Sodium is important to our bodies. It's an element that we do need to be healthy. The problem is, when you overdo the sodium, you risk high blood pressure, leading to heart attacks and strokes--need I say more?
Although the recommended intake is no more than 1,500 grams per day, in North America we average double that amount. Worse yet, as usual, that "recommended intake" is no doubt for a mysterious, 5'10", 150-pound male stranger. That leaves many of us needing even LESS salt.
Even if you personally use very little salt, salt is everywhere.

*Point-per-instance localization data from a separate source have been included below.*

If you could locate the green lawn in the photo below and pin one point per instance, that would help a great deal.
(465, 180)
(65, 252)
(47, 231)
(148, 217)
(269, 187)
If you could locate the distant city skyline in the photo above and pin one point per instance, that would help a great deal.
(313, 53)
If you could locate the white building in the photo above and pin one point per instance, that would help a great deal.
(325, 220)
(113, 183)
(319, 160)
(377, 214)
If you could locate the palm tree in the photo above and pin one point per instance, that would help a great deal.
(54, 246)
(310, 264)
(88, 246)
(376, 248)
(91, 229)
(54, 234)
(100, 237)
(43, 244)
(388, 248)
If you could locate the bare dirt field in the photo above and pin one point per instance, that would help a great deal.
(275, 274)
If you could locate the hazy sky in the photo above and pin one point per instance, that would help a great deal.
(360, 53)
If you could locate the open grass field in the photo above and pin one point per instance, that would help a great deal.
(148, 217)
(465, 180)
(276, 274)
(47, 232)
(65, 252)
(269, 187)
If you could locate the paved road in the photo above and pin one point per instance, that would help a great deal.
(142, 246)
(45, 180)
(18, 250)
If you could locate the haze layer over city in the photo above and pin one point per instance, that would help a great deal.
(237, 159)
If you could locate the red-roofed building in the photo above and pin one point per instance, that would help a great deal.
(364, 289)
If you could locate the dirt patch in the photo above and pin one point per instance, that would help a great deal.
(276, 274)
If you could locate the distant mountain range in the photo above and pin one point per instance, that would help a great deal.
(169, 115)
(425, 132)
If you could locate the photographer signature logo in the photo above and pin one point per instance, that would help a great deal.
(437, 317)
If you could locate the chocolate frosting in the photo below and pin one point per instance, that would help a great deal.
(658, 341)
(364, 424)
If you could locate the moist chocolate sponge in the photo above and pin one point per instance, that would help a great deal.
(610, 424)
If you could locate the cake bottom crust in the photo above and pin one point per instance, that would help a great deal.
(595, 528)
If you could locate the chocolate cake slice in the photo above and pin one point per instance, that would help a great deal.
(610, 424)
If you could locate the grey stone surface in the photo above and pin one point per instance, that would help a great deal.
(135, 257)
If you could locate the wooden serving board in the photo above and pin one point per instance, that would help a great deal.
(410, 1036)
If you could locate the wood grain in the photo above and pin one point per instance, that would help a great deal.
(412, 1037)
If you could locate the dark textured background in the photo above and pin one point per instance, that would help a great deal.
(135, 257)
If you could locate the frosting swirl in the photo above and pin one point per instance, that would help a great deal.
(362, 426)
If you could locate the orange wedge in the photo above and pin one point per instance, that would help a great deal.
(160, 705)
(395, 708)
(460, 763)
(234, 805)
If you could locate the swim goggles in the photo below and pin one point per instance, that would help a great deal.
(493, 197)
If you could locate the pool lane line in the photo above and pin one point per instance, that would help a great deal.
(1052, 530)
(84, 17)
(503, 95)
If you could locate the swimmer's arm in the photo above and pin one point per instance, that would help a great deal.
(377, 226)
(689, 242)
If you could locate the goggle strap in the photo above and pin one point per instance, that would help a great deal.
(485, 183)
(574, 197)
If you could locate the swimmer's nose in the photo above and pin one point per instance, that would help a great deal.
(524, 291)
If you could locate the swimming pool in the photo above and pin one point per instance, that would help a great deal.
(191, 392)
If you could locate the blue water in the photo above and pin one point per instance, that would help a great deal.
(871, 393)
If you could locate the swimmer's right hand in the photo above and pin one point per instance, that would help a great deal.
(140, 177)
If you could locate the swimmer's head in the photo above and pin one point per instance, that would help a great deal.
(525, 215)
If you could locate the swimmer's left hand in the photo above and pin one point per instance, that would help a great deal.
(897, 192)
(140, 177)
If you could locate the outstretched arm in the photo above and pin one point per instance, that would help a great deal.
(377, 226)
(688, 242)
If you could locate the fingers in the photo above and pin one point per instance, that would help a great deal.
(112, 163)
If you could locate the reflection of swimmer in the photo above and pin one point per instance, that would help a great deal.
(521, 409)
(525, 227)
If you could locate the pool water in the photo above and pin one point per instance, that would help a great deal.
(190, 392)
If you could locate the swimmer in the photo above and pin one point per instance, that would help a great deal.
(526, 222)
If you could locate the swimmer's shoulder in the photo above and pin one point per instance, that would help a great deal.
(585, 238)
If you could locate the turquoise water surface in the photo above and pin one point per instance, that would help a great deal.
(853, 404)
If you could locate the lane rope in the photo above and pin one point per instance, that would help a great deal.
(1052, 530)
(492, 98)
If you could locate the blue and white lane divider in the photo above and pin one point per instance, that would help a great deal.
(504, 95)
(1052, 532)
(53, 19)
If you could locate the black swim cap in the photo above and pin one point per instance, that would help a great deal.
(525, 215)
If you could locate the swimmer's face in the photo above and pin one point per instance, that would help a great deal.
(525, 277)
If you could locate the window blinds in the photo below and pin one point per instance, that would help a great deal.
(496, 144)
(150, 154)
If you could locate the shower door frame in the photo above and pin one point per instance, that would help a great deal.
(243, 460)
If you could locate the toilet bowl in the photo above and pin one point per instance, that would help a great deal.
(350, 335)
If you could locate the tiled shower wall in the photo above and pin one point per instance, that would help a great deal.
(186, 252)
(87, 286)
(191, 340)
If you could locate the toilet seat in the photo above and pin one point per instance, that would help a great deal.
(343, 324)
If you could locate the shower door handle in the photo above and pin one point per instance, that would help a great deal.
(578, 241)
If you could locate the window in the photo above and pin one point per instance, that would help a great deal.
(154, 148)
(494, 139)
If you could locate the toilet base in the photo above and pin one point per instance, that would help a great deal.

Processed foods contain excessive amounts of sodium. Just take a walk down the aisles of your local grocery store: peanut butter (if you don't specifically buy the no salt, no sugar version), salted butter, salted margarine, tinned soups, cheeses, bread, cereals, salad dressings, crackers, meals in a box...Clamato juice, BABY FOOD for crying out loud. Oh, and let's not forget restaurant food. It just makes me want to cringe.
Interestingly, some countries have more sodium added to their foods than others. Canadian food businesses are a prime culprit. Our canned soups have more salt than the same soups in the States. The companies say that that's the way we like our food. I say: "no one asked me!"
So what's the solution? Eat fewer processed foods and buy the low or no-salt versions of foods you like. In my house, we haven't bought regular peanut butter in so many years that on the rare occasions when I taste "regular" (read: salted and sugared) peanut butter, my tastebuds are in shock. Read labels. When you have the choice, buy the lower salt version. It might also be the version that contains fewer, or no, preservatives.
And of course, the best line of defence: try to buy fresh, unprocessed food and don't add extra salt.